The man in the mirror is a stranger these days. Not a new one, mind you. We’ve been acquainted for a while, this other me and I. But the relationship has grown colder, more distant, like old roommates who’ve run out of things to say and now coexist in the same space, passing each other in the hallway without making eye contact.
I’m 59. And for most of those years, my body has been less of a home and more of a project I’ve been failing to complete.
It’s a strange thing, being a gay man of a certain age. You grow up in a culture that, for all its celebration of diversity, often has a very narrow, precise definition of what’s desirable. It’s a culture of the gym, of the perfect V-taper, of the effortless glow that seems to be bestowed only on the young and the genetically blessed. I spent my twenties and thirties auditioning for that role. I had my moments, brief flashes where I felt like I might fit the mold. But it was always a performance. The real me, the one underneath the carefully chosen outfits and the flexed muscles, never quite believed the hype.
Now, the curtain has well and truly fallen. The performance is over. What’s left is the reality, and it’s… well, it’s a lot.
My body is a roadmap of bad decisions, good intentions that fizzled out, and the simple, unforgiving march of time. The softness around my middle isn’t just a spare tire; it’s a monument to a thousand nights of comfort food and a thousand mornings where the snooze button won. The lines on my face aren’t just character; they’re the topography of every worry, every laugh, every moment I spent squinting at a screen instead of looking at the horizon. My skin has the texture of a well-worn map, and my joints offer a creaky symphony of protest every time I stand up too fast.
And the shaming… oh, the shaming. The loudest voice in the room has always been my own. It’s a voice that sounds remarkably like my father’s, a critical gym teacher from high school, and the ghost of every hot guy who ever looked right through me. It’s the voice that says, “You’ve really let yourself go”. It’s the one that points out every flaw with the precision of a laser. See that? That’s what happens when you don’t try harder.
And here’s the part where I must be brutally honest, because anything less is a disservice to myself: that voice isn’t entirely wrong.
This is the part that’s hard to admit, even to myself. Some might argue this is on me, and I accept that. I accept the choices I made. I accept that I choose a beer over a walk. I acknowledge the years I prioritized work over wellness. I accept the times I looked in the mirror and, instead of seeing something to work with, I just saw a lost cause and gave up before I even started. The ownership of that is heavy. It’s a weight that’s just as real as the one on my scale. I can’t entirely blame society, genetics, or age. I was the co-pilot, often the lead pilot, on this flight to where I am today.
But recently, something has shifted.

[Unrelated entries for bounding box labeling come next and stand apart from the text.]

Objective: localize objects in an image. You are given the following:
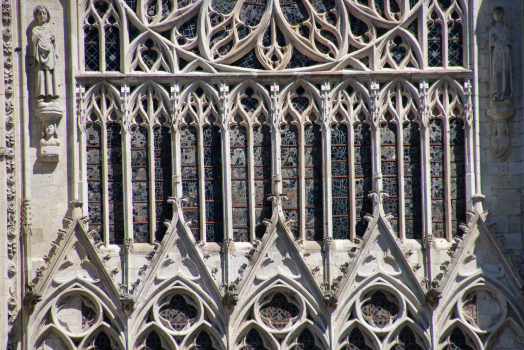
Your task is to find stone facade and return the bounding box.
[0,0,524,350]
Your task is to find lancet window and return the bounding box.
[83,0,121,72]
[84,79,468,244]
[79,0,467,73]
[353,119,373,237]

It’s not a dramatic, movie-moment epiphany. It’s quieter. More like a slow tide going out, leaving behind a different landscape to look at.
I’m starting to separate the body from the self. The body is the vehicle. It’s dented and rusted in places, the upholstery is faded, and it doesn’t have the pickup it used to. But the self… the self is the driver. The driver is the one who has the memories. The driver is the one who has loved and been loved. The driver is the one who knows the lyrics to every sad song from the 80s and can still dance like no one’s watching (and thank God they usually aren’t). The driver is the one who has built a life, made friends, and accumulated a wealth of experience that this beat-up chassis carries around.

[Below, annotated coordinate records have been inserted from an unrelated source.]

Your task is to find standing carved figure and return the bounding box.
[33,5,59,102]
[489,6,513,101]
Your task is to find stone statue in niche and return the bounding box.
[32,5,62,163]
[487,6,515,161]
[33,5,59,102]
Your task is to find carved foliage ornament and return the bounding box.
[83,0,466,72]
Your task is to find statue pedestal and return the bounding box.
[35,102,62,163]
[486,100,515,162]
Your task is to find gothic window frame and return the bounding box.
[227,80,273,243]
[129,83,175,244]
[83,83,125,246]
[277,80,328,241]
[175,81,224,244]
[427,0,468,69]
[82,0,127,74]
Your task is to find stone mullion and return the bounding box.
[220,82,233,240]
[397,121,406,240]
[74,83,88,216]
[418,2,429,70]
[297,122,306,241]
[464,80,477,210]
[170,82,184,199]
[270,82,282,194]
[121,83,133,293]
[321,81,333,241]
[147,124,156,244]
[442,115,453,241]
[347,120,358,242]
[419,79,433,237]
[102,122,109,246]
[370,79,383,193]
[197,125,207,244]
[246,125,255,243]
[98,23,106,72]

This new awareness isn’t about falling in love with my body. That feels like a bridge too far, a lie I’m not willing to tell myself right now. It’s not about posting a defiant, shirtless selfie with a caption about self-love. I’m not there.
It’s about a truce.
It’s about looking in the mirror and, instead of the usual litany of failures, just saying, “Okay. This is you. This is the equipment you’ve got for the rest of the ride.” It’s about acknowledging the soft belly, not with disgust, but with a sense of neutrality. It’s there. It’s part of the landscape. It’s not good or bad; it just is.

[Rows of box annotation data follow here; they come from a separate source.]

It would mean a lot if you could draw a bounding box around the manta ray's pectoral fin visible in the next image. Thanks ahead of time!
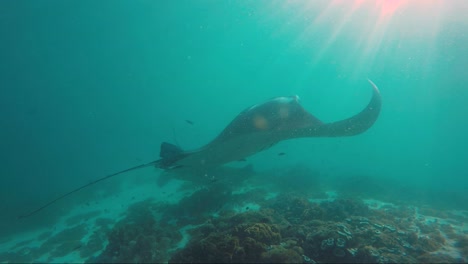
[303,80,382,137]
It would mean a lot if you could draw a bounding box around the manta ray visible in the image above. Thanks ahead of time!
[19,80,382,218]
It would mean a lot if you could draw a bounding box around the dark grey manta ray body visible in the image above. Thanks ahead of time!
[19,80,382,218]
[156,80,381,172]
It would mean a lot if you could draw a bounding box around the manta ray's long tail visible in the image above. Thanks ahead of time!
[314,80,382,137]
[18,160,161,219]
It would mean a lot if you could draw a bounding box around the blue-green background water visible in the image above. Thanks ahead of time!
[0,0,468,237]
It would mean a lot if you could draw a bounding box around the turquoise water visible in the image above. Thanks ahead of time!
[0,0,468,260]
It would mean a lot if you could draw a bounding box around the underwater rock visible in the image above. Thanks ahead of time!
[240,223,281,245]
[260,246,303,263]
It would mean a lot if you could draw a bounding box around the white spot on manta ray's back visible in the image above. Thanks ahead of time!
[248,95,300,111]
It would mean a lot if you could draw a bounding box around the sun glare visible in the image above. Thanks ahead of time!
[271,0,453,81]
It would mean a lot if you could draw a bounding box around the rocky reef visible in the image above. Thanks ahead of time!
[89,190,468,263]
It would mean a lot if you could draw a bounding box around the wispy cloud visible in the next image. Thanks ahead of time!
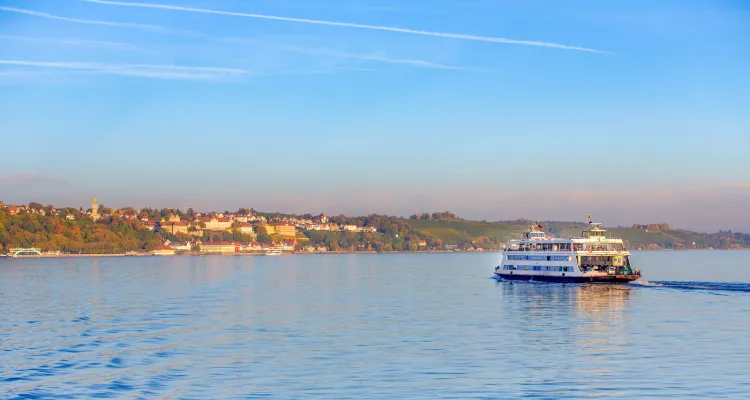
[84,0,614,54]
[0,6,169,31]
[283,46,476,71]
[0,35,139,50]
[0,60,251,80]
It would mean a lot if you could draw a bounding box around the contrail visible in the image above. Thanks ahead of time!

This truce is about gratitude, but a gritty, realistic kind. I’m grateful for these legs that still carry me up a flight of stairs, even if they complain about it. I’m grateful for these arms that can still hug a friend and hold a cup of coffee. I’m grateful for this heart that, despite all the stress and neglect, keeps beating its steady rhythm.
The self-shaming hasn’t vanished. It still whispers, especially late at night or when I see an ad for some miracle cream or a gym filled with perfect, smiling men. But now, there’s another voice, a quieter one, that answers back. It doesn’t argue. It just says, “Yes. And yet, here you are. Still here.”
And for now, for a 59-year-old gay man who has spent a lifetime at war with his own reflection, “still here” feels like a victory. It’s not the victory of a perfect body, but the victory of a spirit that has finally decided to stop fighting a battle it was never going to win, and instead, just live.